The news on Tuesday of a federal judge striking down Pennyslvania’s ban on same-sex marriages spurred us to look into Pittsburgh’s history of gay and lesbian equality.
Perhaps inequality is the better word. The Post-Gazette’s archive contains only one relevant folder on the subject — “Homosexuals” — and it’s largely filled with images of protesters.
Historically, same-sex couples have had little to be happy about.
Legislation banning discrimination against homosexuals had first been proposed in Pittsburgh City Council on June 15, 1974, at the behest of a local gay rights group called Gay Alternatives Pittsburgh (GAP).
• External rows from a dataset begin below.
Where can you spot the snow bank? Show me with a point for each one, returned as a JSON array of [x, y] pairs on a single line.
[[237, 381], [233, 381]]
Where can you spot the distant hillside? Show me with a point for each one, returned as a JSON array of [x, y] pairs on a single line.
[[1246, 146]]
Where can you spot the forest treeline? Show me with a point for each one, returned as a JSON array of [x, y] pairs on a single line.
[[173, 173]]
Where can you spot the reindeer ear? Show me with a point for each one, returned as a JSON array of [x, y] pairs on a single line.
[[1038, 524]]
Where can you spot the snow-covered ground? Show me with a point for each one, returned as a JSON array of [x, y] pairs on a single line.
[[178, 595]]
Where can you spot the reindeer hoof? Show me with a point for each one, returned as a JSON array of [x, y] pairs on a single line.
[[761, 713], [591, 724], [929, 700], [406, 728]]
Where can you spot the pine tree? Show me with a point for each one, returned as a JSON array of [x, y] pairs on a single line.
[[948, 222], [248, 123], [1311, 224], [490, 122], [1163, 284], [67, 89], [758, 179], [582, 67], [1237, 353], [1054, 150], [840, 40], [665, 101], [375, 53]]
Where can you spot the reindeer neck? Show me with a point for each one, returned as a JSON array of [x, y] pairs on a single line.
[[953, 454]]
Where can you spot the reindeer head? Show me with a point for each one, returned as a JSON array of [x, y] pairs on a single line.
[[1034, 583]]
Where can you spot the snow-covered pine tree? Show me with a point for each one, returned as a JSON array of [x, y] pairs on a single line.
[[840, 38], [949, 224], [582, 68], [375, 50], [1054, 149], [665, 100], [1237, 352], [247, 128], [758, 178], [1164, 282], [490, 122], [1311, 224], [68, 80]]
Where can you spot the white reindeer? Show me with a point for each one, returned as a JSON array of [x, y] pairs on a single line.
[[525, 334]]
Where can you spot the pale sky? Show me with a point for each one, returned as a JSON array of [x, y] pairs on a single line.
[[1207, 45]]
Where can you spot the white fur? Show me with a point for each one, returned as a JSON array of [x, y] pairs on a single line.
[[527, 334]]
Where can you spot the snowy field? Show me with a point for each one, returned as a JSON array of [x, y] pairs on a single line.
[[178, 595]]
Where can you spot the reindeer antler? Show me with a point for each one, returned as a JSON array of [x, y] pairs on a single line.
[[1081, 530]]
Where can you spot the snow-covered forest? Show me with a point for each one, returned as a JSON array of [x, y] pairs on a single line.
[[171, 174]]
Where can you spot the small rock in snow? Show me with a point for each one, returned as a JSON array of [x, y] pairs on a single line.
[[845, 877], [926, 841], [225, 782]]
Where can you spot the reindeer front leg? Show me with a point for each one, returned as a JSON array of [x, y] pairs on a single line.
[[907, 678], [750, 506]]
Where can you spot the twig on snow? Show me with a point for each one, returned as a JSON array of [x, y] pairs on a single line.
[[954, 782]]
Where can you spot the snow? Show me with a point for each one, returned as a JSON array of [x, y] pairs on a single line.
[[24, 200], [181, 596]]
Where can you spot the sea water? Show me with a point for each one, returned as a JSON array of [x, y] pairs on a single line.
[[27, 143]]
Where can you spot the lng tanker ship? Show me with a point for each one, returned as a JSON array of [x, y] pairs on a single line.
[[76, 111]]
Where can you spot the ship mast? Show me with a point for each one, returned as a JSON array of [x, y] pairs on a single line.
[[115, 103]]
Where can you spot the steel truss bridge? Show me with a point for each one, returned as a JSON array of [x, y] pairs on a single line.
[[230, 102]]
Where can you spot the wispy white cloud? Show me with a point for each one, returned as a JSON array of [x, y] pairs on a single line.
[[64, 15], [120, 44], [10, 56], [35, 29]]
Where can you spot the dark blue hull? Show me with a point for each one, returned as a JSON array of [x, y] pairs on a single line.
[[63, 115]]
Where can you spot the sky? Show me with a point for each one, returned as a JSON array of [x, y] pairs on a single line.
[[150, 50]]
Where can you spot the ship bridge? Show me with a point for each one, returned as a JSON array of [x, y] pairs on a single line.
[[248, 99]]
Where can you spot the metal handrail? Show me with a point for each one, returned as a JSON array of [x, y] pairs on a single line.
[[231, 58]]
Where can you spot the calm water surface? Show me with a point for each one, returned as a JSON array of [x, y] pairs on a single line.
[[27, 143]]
For a long time, nothing happened.
Years of appeals and slowly rising acceptance across the nation pushed Pittsburgh’s City Council to reconsider.
While running for mayor, Sophie Masloff was against gay rights legislation.
Masloff faced judgement for that decision before becoming mayor, or rather, for her behind-the-scenes actions opposing gay rights legislation in 1988.
Cry Out, a gay rights organization in Pittsburgh, protested and picketed Masloff’s house after her election as mayor.
Gay pride celebrations continued in Pittsburgh — attempts to spur legislation passage — and they eventually made an impact.
In 1990, Mayor Sophie Masloff signed a gay rights amendment into the city’s Human Relations Act, which made it illegal to “discriminate in housing, employment or public accommodations based on sexual orientation — defined as ‘male or female homosexuality, heterosexuality or bisexuality or perceived homosexuality, heterosexuality or bisexuality.’”
Her move to ban hiring discrimination was not exactly a bold move. Mayor Richard Caliguiri had already outlawed sexual discrimination in hiring in 1978. Then-Pittsburgh Press columnist Brian O’Neill wrote, “The news of Sophie’s choice was displayed in the newspapers Tuesday, but to the casual observer, it was a non-story.”
And now, in 2014, gay couples in Pittsburgh and across Pennsylvania can marry — just like anyone else.